The Cicero hot dog stand origin
Tall Paul's story begins not in Atlanta but in Cicero, Illinois, the close-in Chicago suburb that was home to dozens of Route 66 and pre-interstate businesses through the mid-20th century. The statue was acquired in the 1960s by Bunyon's, a small hot dog stand on Ogden Avenue (US Route 34, not Route 66 proper) operated by a Chicago-area family. The figure was originally one of the standard International Fiberglass 'Paul Bunyan' lumberjack muffler men — produced with an axe in his right hand — and the Bunyon's owners modified the figure to fit their business by replacing the axe with a custom-made oversized fiberglass hot dog.
The Cicero Bunyon's stand operated for several decades with the modified Paul standing watch over the parking lot as a roadside advertisement and unofficial neighborhood landmark. Local Cicero residents who grew up in the 1960s, 1970s, and 1980s remember Paul as a fixture of childhood drives down Ogden Avenue, and the figure was an accepted part of the Chicago-area roadside-statue inventory long before he became a Route 66 celebrity.

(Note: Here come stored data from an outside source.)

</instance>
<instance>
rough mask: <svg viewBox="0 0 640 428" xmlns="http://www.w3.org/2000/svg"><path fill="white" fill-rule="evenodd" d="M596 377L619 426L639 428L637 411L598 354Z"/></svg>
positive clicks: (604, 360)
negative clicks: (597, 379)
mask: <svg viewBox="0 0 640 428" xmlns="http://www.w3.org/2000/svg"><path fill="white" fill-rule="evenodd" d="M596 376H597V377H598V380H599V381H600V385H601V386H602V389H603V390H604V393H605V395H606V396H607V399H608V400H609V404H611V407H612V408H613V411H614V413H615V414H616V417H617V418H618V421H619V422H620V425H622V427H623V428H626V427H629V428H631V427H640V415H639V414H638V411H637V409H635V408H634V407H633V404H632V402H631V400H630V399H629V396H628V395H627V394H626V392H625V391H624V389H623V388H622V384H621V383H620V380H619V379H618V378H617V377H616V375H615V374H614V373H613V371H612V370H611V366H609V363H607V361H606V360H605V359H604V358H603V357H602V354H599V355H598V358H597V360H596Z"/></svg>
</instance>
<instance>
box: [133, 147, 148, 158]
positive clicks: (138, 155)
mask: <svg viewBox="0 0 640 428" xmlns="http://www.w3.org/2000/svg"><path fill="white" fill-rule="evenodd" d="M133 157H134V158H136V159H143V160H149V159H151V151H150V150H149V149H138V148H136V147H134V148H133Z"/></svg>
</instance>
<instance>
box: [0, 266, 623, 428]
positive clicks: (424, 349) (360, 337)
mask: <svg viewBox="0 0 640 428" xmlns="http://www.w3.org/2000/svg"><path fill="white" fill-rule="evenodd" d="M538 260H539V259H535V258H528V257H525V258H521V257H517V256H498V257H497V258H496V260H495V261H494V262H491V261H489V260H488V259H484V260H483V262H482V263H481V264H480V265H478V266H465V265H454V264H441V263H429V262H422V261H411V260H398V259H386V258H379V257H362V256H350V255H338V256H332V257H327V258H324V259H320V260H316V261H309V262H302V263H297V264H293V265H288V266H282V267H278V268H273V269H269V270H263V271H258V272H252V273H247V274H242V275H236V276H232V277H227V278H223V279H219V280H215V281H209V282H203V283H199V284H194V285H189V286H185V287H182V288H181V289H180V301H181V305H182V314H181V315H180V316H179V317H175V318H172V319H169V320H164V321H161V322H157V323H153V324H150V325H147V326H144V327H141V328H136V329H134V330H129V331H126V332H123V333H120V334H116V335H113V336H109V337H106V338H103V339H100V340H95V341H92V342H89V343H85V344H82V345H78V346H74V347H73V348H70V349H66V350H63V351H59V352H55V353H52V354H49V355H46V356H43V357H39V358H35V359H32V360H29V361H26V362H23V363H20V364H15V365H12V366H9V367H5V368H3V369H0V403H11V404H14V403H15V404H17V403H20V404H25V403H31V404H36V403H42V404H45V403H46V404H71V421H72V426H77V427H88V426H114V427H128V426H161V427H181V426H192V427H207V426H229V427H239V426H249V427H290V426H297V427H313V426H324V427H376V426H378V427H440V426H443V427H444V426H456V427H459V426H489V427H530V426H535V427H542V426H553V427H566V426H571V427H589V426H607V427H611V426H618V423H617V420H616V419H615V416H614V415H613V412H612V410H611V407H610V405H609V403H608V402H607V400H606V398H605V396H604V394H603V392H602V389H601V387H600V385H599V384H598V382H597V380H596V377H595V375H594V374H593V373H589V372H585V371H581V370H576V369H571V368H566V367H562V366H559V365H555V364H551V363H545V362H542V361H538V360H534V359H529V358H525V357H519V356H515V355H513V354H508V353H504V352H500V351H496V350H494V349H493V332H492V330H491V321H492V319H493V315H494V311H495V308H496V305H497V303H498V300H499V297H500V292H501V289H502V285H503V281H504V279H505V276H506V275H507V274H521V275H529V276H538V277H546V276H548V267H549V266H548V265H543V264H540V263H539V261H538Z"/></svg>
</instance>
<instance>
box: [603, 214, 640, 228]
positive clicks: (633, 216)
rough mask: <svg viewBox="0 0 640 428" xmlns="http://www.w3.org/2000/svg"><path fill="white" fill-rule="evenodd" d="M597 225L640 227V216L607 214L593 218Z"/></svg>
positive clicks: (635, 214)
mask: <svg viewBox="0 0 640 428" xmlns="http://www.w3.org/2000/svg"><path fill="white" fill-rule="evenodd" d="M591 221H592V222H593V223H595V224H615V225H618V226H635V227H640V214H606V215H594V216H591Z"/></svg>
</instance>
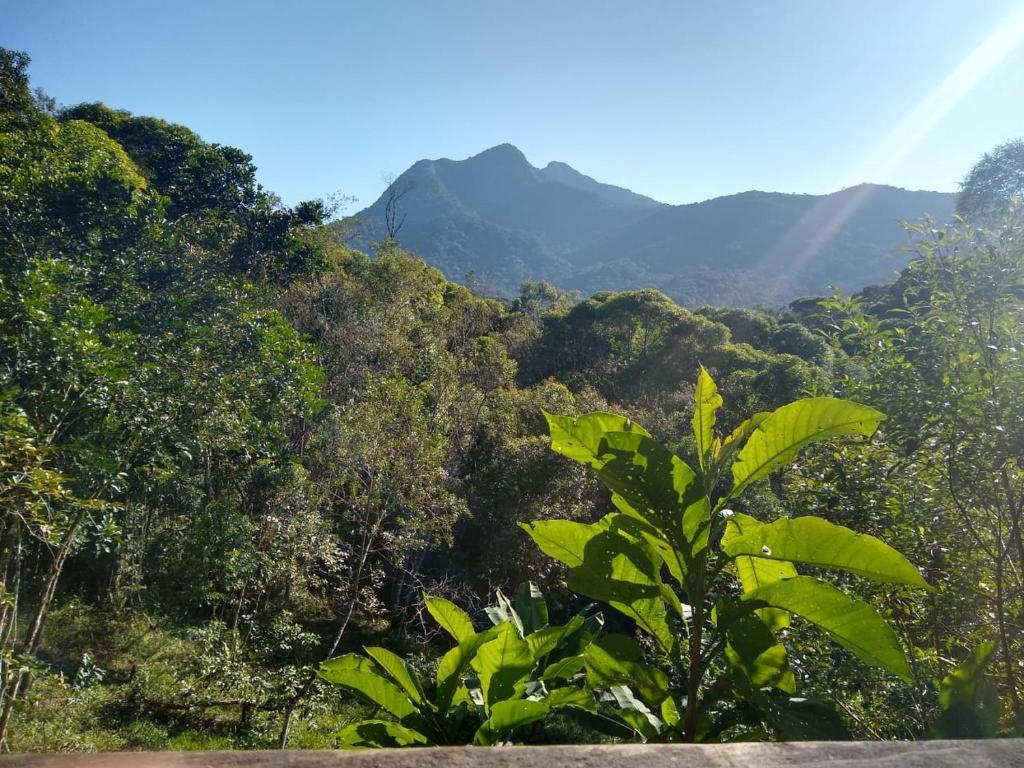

By the late 1990s the Cicero Bunyon's was facing the same pressures that closed many small mid-century commercial businesses across the Chicago suburbs — changing neighborhood demographics, rising commercial real-estate prices, and declining roadside-stand traffic in an era of fast-food drive-throughs. The owners decided to close the business and the question of what to do with Paul became a small but genuine community concern. Several Route 66 preservation advocates began conversations with the Bunyon's family about relocating the figure to a suitable home along the historic highway.